Its recent makeover notwithstanding, persistent problems at the VHA suggest it might make a poor model for reform. First, the Government Accountability Office (GAO) reported this month that spending on the VHA "has increased substantially in recent years," and that the agency "does not have a reliable basis" for claims that it has saved or will save taxpayer dollars through management efficiencies. Second, as the GAO report suggests, programs like the VHA allow politicians to play politics with people's health. When politicians choke off resources, as they sometimes do, the VHA copes by freezing enrollment, increasing waiting times, and rationing access to the latest prescription drugs. A recent study by Prof. Frank Lichtenberg of Columbia University estimated that "increased use of older drugs" has reduced the average lifespan of veterans under VHA care by two months. Finally, the fact that VHA's successes haven't been replicated in the private sector is actually evidence of how badly government has mismanaged the private sector.

Those successes could easily be replicated by private insurers and hospitals. The problem is that few have the financial incentive to do so, because federal tax law makes employers — rather than individual patients — the real customers. Knowing that most patients skip from plan to plan as they go from job to job, insurers have little incentive to provide certain services — such as preventive care or electronic medical records — that provide long-term benefits to patients.

Were Congress to remove barriers that prevent consumers from obtaining portable coverage that stays with them over the long term, private insurers would take more of a long-term interest in their customers' health.
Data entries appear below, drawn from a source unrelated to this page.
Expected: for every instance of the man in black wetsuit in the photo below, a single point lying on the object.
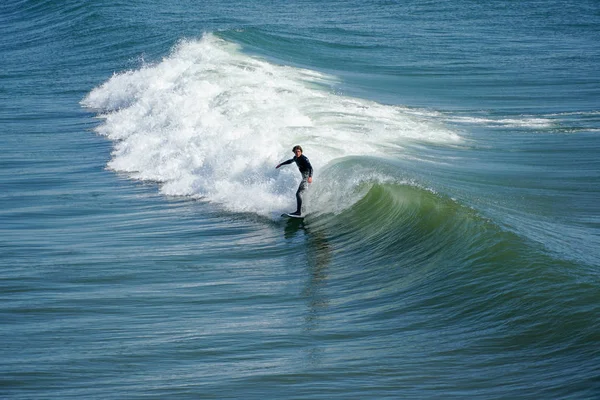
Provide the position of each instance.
(306, 171)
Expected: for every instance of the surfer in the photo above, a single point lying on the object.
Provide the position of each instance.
(305, 169)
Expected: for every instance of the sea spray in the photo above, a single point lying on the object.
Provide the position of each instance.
(211, 122)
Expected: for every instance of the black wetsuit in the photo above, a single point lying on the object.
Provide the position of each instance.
(306, 171)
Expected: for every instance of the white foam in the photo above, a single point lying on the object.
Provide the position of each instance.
(211, 122)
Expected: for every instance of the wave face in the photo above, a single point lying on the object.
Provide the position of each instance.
(210, 122)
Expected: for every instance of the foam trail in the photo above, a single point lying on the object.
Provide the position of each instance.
(211, 122)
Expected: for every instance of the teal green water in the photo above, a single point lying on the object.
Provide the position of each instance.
(450, 245)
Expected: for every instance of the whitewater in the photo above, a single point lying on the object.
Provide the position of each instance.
(210, 122)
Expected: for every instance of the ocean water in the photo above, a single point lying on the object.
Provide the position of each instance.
(451, 242)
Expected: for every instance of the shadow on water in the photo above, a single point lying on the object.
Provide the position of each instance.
(318, 257)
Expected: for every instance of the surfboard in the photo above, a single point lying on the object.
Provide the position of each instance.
(292, 216)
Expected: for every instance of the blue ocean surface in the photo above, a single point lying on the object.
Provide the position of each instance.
(451, 243)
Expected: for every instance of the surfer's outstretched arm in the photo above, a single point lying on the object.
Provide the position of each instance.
(291, 160)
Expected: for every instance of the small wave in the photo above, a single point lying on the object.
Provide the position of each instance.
(211, 122)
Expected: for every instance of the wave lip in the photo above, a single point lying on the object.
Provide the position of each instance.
(211, 122)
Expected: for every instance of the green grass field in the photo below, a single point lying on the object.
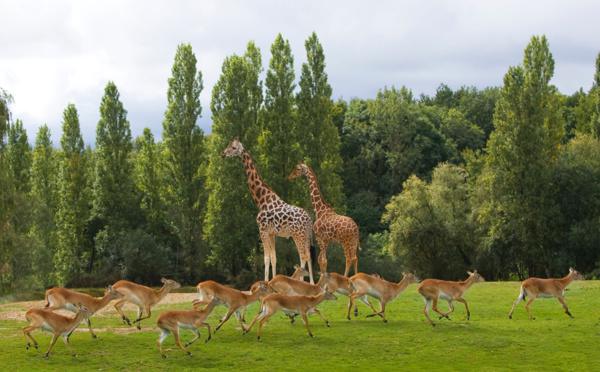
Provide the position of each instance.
(489, 341)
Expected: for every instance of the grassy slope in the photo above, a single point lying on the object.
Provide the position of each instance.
(489, 341)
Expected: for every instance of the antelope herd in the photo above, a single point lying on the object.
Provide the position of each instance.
(292, 295)
(288, 294)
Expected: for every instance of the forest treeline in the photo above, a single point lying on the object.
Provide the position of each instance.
(502, 179)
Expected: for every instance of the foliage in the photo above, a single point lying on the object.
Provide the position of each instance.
(519, 211)
(184, 162)
(73, 201)
(430, 229)
(278, 142)
(230, 224)
(320, 140)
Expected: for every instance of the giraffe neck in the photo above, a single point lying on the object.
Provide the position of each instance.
(258, 188)
(319, 204)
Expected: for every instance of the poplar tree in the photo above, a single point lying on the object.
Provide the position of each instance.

Were Congress to allow consumers to control all their health-care dollars, private insurers would have to compete more aggressively on the basis of quality and convenience.

No one had to mandate electronic financial records or online banking: Banks offered those services to cultivate long-term relationships with customers intent on obtaining value for their money. With the incentives properly aligned, insurers might offer long-term health insurance. Knowing that their customers will be around for 10 or more years, insurers would be more likely to offer electronic medical records, preventive care, disease management, and other services for which the VHA is hailed. That the VHA outperforms the private sector in some areas makes it tempting to conclude that government could manage health care more efficiently. But to reach that conclusion, one would have to ignore how badly government has mismanaged the private sector.

So before we turn the whole enchilada over to 536 politicians, perhaps we should first try letting workers control the health-care dollars that employers now control. It may even hasten the day that we get to check our medical records online.

Source

***************************

For greatest efficiency, lowest cost and maximum choice, ALL hospitals and health insurance schemes should be privately owned and run -- with government-paid vouchers for the very poor and minimal regulation. Both Australia and Sweden have large private sector health systems with government reimbursement for privately-provided services so can a purely private system with some level of government reimbursement or insurance for the poor be so hard to do?